In an Aug. 10 interview with Fox News, former Congresswoman and presidential candidate Tulsi Gabbard discussed what she experienced, upon learning she had been included on the Transportation Safety Administration’s (TSA) “Quiet Skies” surveillance program, which identified her as a potential terrorist threat to the U.S. That fact came to light thanks only to information provided by air marshal and TSA whistleblowers.
A frequent air traveler, Gabbard reported that on every trip, she and her husband had to undergo 30 to 45 minutes of in-depth screenings, involving air marshals, canine units, etc.
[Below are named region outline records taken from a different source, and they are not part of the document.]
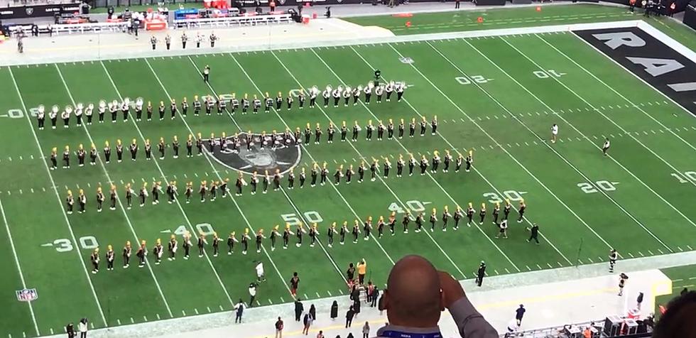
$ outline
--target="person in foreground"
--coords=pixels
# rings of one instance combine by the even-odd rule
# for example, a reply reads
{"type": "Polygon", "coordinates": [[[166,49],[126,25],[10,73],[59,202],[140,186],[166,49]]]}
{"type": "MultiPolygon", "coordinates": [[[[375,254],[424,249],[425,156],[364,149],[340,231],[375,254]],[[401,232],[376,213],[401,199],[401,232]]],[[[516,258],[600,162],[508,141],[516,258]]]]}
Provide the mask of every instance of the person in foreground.
{"type": "Polygon", "coordinates": [[[462,338],[499,337],[467,298],[460,283],[420,256],[407,256],[396,262],[383,297],[379,310],[386,310],[389,325],[377,331],[378,337],[440,338],[437,322],[445,308],[462,338]]]}
{"type": "Polygon", "coordinates": [[[658,321],[653,338],[696,338],[696,291],[673,299],[658,321]]]}

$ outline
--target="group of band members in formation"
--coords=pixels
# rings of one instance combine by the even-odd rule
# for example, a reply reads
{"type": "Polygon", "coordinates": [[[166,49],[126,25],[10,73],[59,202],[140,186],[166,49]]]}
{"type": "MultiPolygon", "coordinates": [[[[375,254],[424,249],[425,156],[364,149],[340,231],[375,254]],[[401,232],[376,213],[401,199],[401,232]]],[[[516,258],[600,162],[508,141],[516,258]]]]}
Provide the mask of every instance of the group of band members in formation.
{"type": "MultiPolygon", "coordinates": [[[[433,151],[433,155],[434,156],[433,158],[430,160],[425,157],[425,155],[423,155],[420,163],[418,163],[415,158],[413,157],[413,154],[410,154],[410,158],[408,160],[408,162],[404,160],[403,156],[400,154],[398,160],[396,162],[396,177],[400,178],[402,176],[402,175],[406,175],[404,168],[406,167],[408,167],[408,175],[413,175],[417,165],[420,168],[421,175],[425,175],[426,173],[428,173],[428,167],[430,168],[430,171],[431,173],[435,173],[440,168],[441,161],[442,163],[442,171],[443,173],[449,172],[450,166],[453,160],[452,156],[450,153],[450,151],[445,151],[444,160],[440,158],[439,153],[437,151],[433,151]]],[[[55,159],[52,158],[52,161],[55,162],[55,159]]],[[[455,172],[459,172],[462,168],[462,165],[464,163],[466,164],[464,170],[468,172],[471,169],[472,164],[473,163],[473,151],[469,151],[469,154],[465,159],[460,154],[460,156],[455,160],[455,172]]],[[[55,167],[55,163],[53,163],[52,165],[54,165],[55,167]]],[[[384,163],[381,167],[381,173],[384,175],[384,178],[388,178],[389,172],[391,169],[391,163],[389,161],[388,158],[384,158],[384,163]]],[[[365,173],[368,170],[370,170],[370,180],[373,182],[376,180],[378,175],[380,174],[379,160],[374,158],[372,163],[369,165],[369,168],[366,166],[364,161],[362,161],[357,168],[357,173],[356,173],[353,169],[353,165],[350,165],[347,169],[344,169],[343,165],[339,165],[336,168],[336,171],[333,175],[333,184],[337,185],[340,184],[342,179],[343,179],[346,184],[350,184],[350,182],[353,180],[353,176],[355,175],[356,173],[357,174],[358,183],[361,183],[363,180],[365,178],[365,173]]],[[[315,163],[310,171],[309,185],[310,187],[315,187],[317,184],[319,184],[320,185],[325,185],[327,182],[329,182],[329,175],[330,170],[327,168],[325,162],[321,167],[320,167],[317,163],[315,163]]],[[[251,194],[255,195],[259,188],[259,183],[261,185],[261,192],[264,194],[268,192],[268,187],[271,186],[272,186],[273,191],[280,190],[281,189],[281,180],[283,177],[284,175],[281,173],[280,169],[276,169],[276,173],[272,176],[271,175],[270,173],[268,173],[268,170],[266,170],[266,173],[263,175],[259,175],[256,171],[254,171],[251,175],[251,179],[249,181],[246,182],[246,180],[244,179],[244,173],[239,172],[239,175],[236,179],[236,182],[234,183],[236,195],[241,196],[244,187],[247,185],[251,185],[251,194]]],[[[299,184],[298,185],[300,188],[304,187],[307,180],[307,173],[304,168],[300,169],[298,179],[299,184]]],[[[291,169],[288,173],[287,189],[292,190],[295,187],[295,172],[294,170],[291,169]]],[[[229,182],[229,178],[224,178],[220,181],[210,181],[210,185],[207,180],[202,181],[198,189],[198,194],[200,195],[200,202],[203,203],[207,199],[210,199],[211,201],[214,201],[219,193],[222,197],[227,197],[227,193],[229,191],[227,187],[227,183],[229,182]]],[[[126,207],[128,209],[131,209],[133,202],[133,197],[136,195],[136,191],[133,190],[131,183],[126,184],[124,190],[126,202],[126,207]]],[[[165,191],[166,192],[168,197],[168,202],[169,204],[173,204],[176,202],[177,196],[179,195],[178,190],[176,186],[176,181],[168,182],[165,190],[163,189],[161,182],[153,182],[152,187],[150,188],[148,187],[148,182],[143,182],[142,187],[138,192],[138,197],[140,200],[140,206],[145,206],[148,197],[150,196],[150,193],[152,194],[152,205],[158,205],[160,203],[160,194],[163,193],[165,191]]],[[[191,202],[191,199],[194,193],[193,182],[189,182],[186,183],[186,190],[184,192],[186,203],[190,203],[191,202]]],[[[112,210],[116,209],[116,200],[118,200],[117,194],[117,187],[112,185],[109,192],[109,208],[112,210]]],[[[75,205],[76,198],[73,195],[71,190],[67,190],[67,196],[65,201],[67,214],[72,214],[75,205]]],[[[106,196],[102,190],[102,187],[98,187],[97,188],[96,201],[97,211],[97,212],[101,212],[104,203],[106,202],[106,196]]],[[[87,198],[85,194],[84,190],[82,189],[80,189],[79,191],[79,194],[77,197],[77,202],[78,207],[77,212],[80,214],[85,212],[87,198]]]]}
{"type": "MultiPolygon", "coordinates": [[[[511,205],[510,205],[509,200],[506,200],[505,203],[505,206],[502,210],[502,215],[500,214],[501,207],[499,202],[496,202],[495,204],[495,207],[493,209],[492,223],[497,226],[499,229],[499,233],[497,236],[496,236],[496,238],[499,238],[500,236],[502,236],[504,238],[507,238],[508,217],[510,214],[511,205]],[[499,220],[501,221],[499,223],[498,222],[499,220]]],[[[524,200],[521,200],[518,208],[519,217],[517,221],[518,222],[522,222],[523,216],[526,208],[526,205],[525,204],[524,200]]],[[[468,219],[467,225],[468,227],[471,227],[471,225],[472,224],[475,224],[477,221],[474,219],[477,218],[476,213],[477,210],[474,208],[472,202],[469,203],[469,207],[466,210],[464,210],[457,206],[454,214],[450,213],[447,206],[445,206],[440,217],[442,221],[442,231],[447,231],[450,219],[453,219],[454,221],[452,229],[457,230],[460,226],[460,222],[464,219],[464,217],[468,219]]],[[[484,224],[486,214],[486,203],[482,203],[481,209],[479,210],[478,221],[479,225],[484,224]]],[[[347,221],[344,221],[340,227],[337,227],[337,224],[335,222],[326,230],[326,244],[330,248],[332,247],[334,244],[334,236],[335,236],[338,237],[339,244],[343,245],[345,243],[346,236],[349,236],[349,236],[352,236],[354,244],[358,243],[361,236],[362,236],[364,241],[369,241],[371,236],[376,236],[377,238],[381,238],[382,236],[384,235],[386,230],[385,228],[386,227],[388,227],[391,236],[395,236],[396,233],[396,228],[397,227],[396,222],[398,222],[396,217],[396,212],[392,212],[391,214],[387,219],[385,219],[384,217],[380,216],[376,225],[373,225],[373,219],[371,216],[367,217],[367,219],[362,222],[358,219],[355,219],[352,229],[349,229],[347,221]],[[374,228],[376,229],[375,229],[374,228]],[[376,234],[374,234],[374,231],[376,231],[376,234]]],[[[408,209],[405,210],[403,217],[401,220],[401,226],[404,234],[408,233],[409,224],[411,222],[415,223],[415,229],[414,229],[415,232],[426,231],[426,229],[424,228],[425,223],[425,213],[419,212],[415,217],[413,217],[408,209]]],[[[433,208],[433,212],[430,214],[429,222],[430,223],[430,231],[434,231],[436,228],[436,224],[438,222],[437,210],[435,208],[433,208]]],[[[294,231],[293,231],[293,229],[291,229],[291,225],[289,223],[286,223],[285,229],[283,230],[282,234],[281,234],[279,228],[280,226],[278,225],[273,227],[268,237],[266,237],[266,234],[264,234],[263,229],[259,229],[256,234],[255,239],[252,239],[254,234],[249,234],[249,228],[244,229],[244,233],[239,239],[236,236],[235,231],[231,232],[227,240],[227,254],[232,255],[234,254],[235,246],[241,245],[241,253],[242,254],[246,255],[247,250],[249,249],[249,242],[254,239],[255,239],[256,241],[256,253],[261,252],[261,246],[263,240],[266,239],[268,239],[271,242],[271,251],[273,251],[276,250],[276,244],[278,239],[281,239],[282,240],[283,249],[287,249],[290,245],[290,237],[293,236],[295,236],[295,246],[301,246],[303,244],[303,237],[305,235],[307,235],[310,237],[310,246],[313,247],[315,244],[317,243],[317,240],[321,236],[318,226],[316,223],[312,224],[311,227],[305,227],[301,222],[300,222],[295,225],[294,231]]],[[[538,240],[536,239],[537,234],[538,233],[538,227],[536,224],[533,224],[531,228],[527,228],[527,230],[531,231],[531,236],[528,241],[534,239],[536,240],[537,244],[538,244],[538,240]]],[[[212,232],[212,239],[210,245],[212,247],[212,256],[214,257],[217,257],[220,253],[221,243],[222,243],[223,239],[217,235],[217,232],[212,232]]],[[[184,249],[184,259],[189,258],[190,251],[192,247],[192,241],[195,240],[195,239],[192,239],[191,234],[189,231],[186,231],[183,234],[182,247],[184,249]]],[[[198,235],[197,242],[197,246],[198,248],[198,257],[203,257],[203,256],[205,254],[206,246],[209,244],[208,240],[206,239],[206,234],[201,231],[198,235]]],[[[168,260],[174,261],[176,259],[176,253],[179,244],[177,240],[177,236],[175,234],[172,234],[169,243],[167,244],[167,251],[168,252],[167,257],[168,260]]],[[[124,268],[128,268],[130,265],[132,251],[133,249],[131,246],[130,241],[126,241],[122,251],[123,267],[124,268]]],[[[142,240],[140,246],[138,248],[136,253],[136,256],[138,259],[138,267],[142,268],[145,266],[146,261],[146,258],[148,254],[148,249],[147,247],[147,242],[145,240],[142,240]]],[[[162,244],[161,239],[158,239],[155,242],[155,246],[152,249],[152,254],[154,256],[155,264],[159,264],[165,254],[164,244],[162,244]]],[[[114,270],[114,257],[115,253],[113,248],[111,245],[109,245],[107,246],[105,257],[107,264],[107,269],[109,271],[114,270]]],[[[90,258],[94,267],[92,273],[97,273],[97,272],[99,271],[99,262],[101,261],[99,248],[94,249],[90,258]]]]}
{"type": "MultiPolygon", "coordinates": [[[[334,107],[338,107],[342,99],[344,107],[348,107],[350,104],[351,99],[352,99],[352,104],[354,106],[357,105],[361,94],[364,94],[364,102],[366,104],[369,104],[373,92],[376,97],[377,103],[381,102],[383,96],[386,97],[387,102],[391,101],[392,93],[394,92],[396,92],[396,100],[400,102],[403,96],[403,89],[405,87],[406,85],[403,82],[391,82],[384,85],[378,84],[375,86],[373,82],[370,82],[364,87],[361,85],[354,88],[351,88],[349,86],[338,86],[335,89],[332,89],[331,86],[327,86],[324,91],[320,92],[316,86],[315,86],[309,89],[308,90],[308,92],[306,93],[305,92],[305,89],[298,89],[297,91],[298,107],[300,109],[303,109],[306,97],[309,96],[309,107],[314,108],[316,105],[317,97],[320,94],[324,99],[324,107],[329,107],[332,97],[333,98],[334,107]]],[[[292,92],[288,93],[288,95],[285,97],[283,97],[282,92],[278,92],[278,96],[275,98],[271,97],[268,92],[266,92],[265,97],[263,98],[263,110],[266,113],[271,109],[280,111],[282,109],[283,102],[286,104],[287,109],[290,110],[293,108],[295,100],[295,98],[292,92]]],[[[193,97],[192,104],[193,114],[196,116],[200,114],[202,109],[205,109],[206,115],[211,115],[212,111],[216,108],[217,109],[217,114],[219,115],[225,112],[234,114],[236,111],[240,110],[240,109],[241,114],[246,114],[250,107],[252,113],[256,114],[262,105],[261,99],[259,99],[256,95],[254,95],[254,99],[250,99],[249,94],[245,94],[244,97],[239,100],[236,98],[234,93],[232,93],[232,97],[229,99],[224,98],[222,96],[215,98],[213,96],[208,95],[202,98],[199,98],[197,95],[195,95],[193,97]],[[229,110],[228,104],[229,107],[229,110]]],[[[175,99],[172,99],[169,104],[169,112],[171,119],[174,119],[179,113],[180,106],[181,114],[185,116],[187,116],[189,103],[186,97],[184,97],[183,100],[179,104],[177,104],[175,99]]],[[[77,126],[82,125],[83,116],[86,120],[85,123],[87,125],[90,125],[92,123],[95,109],[97,114],[97,121],[100,124],[104,123],[104,116],[107,111],[111,114],[111,121],[116,123],[118,120],[119,111],[123,116],[123,121],[127,122],[129,117],[131,116],[131,109],[135,109],[136,121],[141,121],[143,119],[143,110],[146,114],[144,118],[147,121],[151,121],[153,111],[154,110],[152,102],[151,101],[148,101],[146,104],[142,98],[138,97],[133,102],[128,97],[126,97],[120,102],[117,100],[114,100],[107,103],[106,101],[102,100],[97,107],[92,103],[86,106],[82,103],[78,103],[75,104],[75,107],[72,105],[67,105],[62,111],[58,106],[53,106],[48,112],[48,117],[50,120],[51,128],[53,129],[56,129],[59,116],[62,119],[63,128],[68,128],[70,126],[70,118],[73,115],[77,121],[77,126]]],[[[159,112],[159,119],[162,121],[165,119],[167,110],[167,107],[164,101],[160,101],[158,110],[159,112]]],[[[45,107],[43,105],[39,106],[36,114],[39,130],[43,130],[45,126],[46,114],[45,107]]]]}
{"type": "MultiPolygon", "coordinates": [[[[426,134],[428,129],[428,122],[423,116],[422,121],[420,121],[420,135],[424,136],[426,134]]],[[[430,121],[430,133],[431,135],[435,135],[437,130],[437,116],[433,117],[433,121],[430,121]]],[[[398,131],[396,135],[397,137],[401,138],[406,131],[406,126],[404,124],[403,119],[401,119],[398,126],[397,126],[398,131]]],[[[409,137],[414,137],[416,132],[416,122],[415,119],[411,119],[410,123],[408,126],[408,136],[409,137]]],[[[379,122],[376,126],[372,124],[372,120],[369,120],[367,125],[365,126],[365,139],[367,141],[371,141],[373,138],[373,134],[375,133],[375,130],[376,130],[376,139],[377,141],[382,141],[384,138],[384,132],[386,131],[387,139],[392,139],[395,137],[395,126],[393,121],[389,119],[387,125],[384,125],[381,121],[379,122]]],[[[359,136],[360,131],[362,130],[362,127],[356,121],[352,127],[352,136],[351,141],[355,142],[358,141],[358,137],[359,136]]],[[[327,143],[332,143],[334,141],[334,136],[337,132],[340,133],[341,142],[345,142],[348,136],[348,127],[346,125],[346,121],[343,121],[343,124],[340,129],[337,129],[332,123],[329,124],[329,127],[326,129],[327,133],[327,143]]],[[[230,139],[227,138],[227,133],[223,132],[219,137],[216,137],[214,133],[210,134],[210,138],[207,140],[205,140],[200,133],[196,135],[195,138],[194,138],[193,135],[189,134],[188,138],[186,140],[186,157],[191,158],[193,157],[193,146],[195,146],[197,151],[196,155],[200,156],[203,153],[203,147],[207,143],[208,151],[210,153],[213,153],[215,151],[216,147],[219,148],[220,151],[232,151],[236,152],[239,151],[239,148],[244,146],[246,147],[247,150],[250,150],[256,143],[259,144],[261,149],[266,147],[270,147],[275,149],[279,146],[302,146],[303,138],[304,138],[304,144],[309,144],[311,141],[312,136],[314,136],[315,144],[320,144],[322,141],[322,135],[323,135],[324,131],[320,124],[317,124],[316,127],[312,130],[311,125],[307,124],[307,127],[305,129],[304,135],[303,135],[303,131],[300,129],[300,127],[297,127],[295,129],[294,134],[290,131],[290,130],[286,129],[283,133],[278,133],[276,131],[273,131],[271,133],[266,133],[264,131],[261,132],[261,134],[254,135],[251,131],[249,131],[247,133],[242,136],[239,136],[238,133],[235,133],[230,139]]],[[[173,151],[173,158],[179,158],[179,148],[180,144],[179,143],[179,138],[175,135],[173,137],[171,143],[168,143],[165,141],[163,137],[160,138],[160,141],[157,144],[158,151],[160,153],[160,159],[163,160],[165,158],[165,155],[166,153],[167,148],[172,148],[173,151]]],[[[135,138],[133,139],[132,142],[128,147],[128,150],[131,153],[131,160],[136,160],[137,158],[138,151],[140,146],[138,144],[138,141],[135,138]]],[[[50,153],[50,162],[52,170],[58,168],[58,148],[53,148],[51,150],[50,153]]],[[[85,160],[87,158],[87,151],[85,149],[85,146],[82,144],[78,146],[77,151],[75,153],[77,157],[78,165],[80,167],[85,165],[85,160]]],[[[104,156],[104,162],[109,163],[111,162],[111,154],[112,148],[109,141],[104,143],[104,147],[103,149],[102,154],[104,156]]],[[[120,163],[123,160],[124,154],[124,145],[120,139],[116,140],[116,160],[120,163]]],[[[99,158],[99,151],[97,149],[97,146],[94,144],[92,145],[92,148],[89,149],[89,164],[94,165],[97,164],[97,160],[99,158]]],[[[461,157],[461,155],[460,156],[461,157]]],[[[62,160],[63,160],[63,168],[69,169],[70,168],[70,146],[65,146],[65,151],[62,153],[62,160]]],[[[150,142],[149,139],[145,141],[145,158],[146,160],[152,159],[152,143],[150,142]]],[[[450,159],[451,160],[451,159],[450,159]]],[[[445,158],[445,160],[448,160],[445,158]]],[[[459,160],[459,159],[458,159],[459,160]]]]}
As a combat veteran and lieutenant colonel in the U.S. Army Reserves since 2003, she said that being subjected to such surveillance by “my government” was painful—not to mention completely unconstitutional and a violation of her 4th Amendment rights, for which, she said, she intends to sue the TSA.
Gabbard reported that no one from TSA, any other government agency, or from the executive branch had bothered to contact her to explain why she was included in this program. “I enlisted [in the Hawaii National Guard] to fight Islamic terrorism” in 2003 after 9/11, she said, and have been in the military for more than 20 years, served in three separate war zones, etc. “and now I’m being called a terrorist threat?”
As of July 23, when this was all revealed, she told Fox, her life has changed. The revelations of TSA’s unconstitutional activity “has had a chilling effect on me and my family.” It means that “I’ll always be looking over my shoulder—is my government surveilling me? Reading my emails? Listening to my phone calls?” The government “has taken away my sense of freedom.”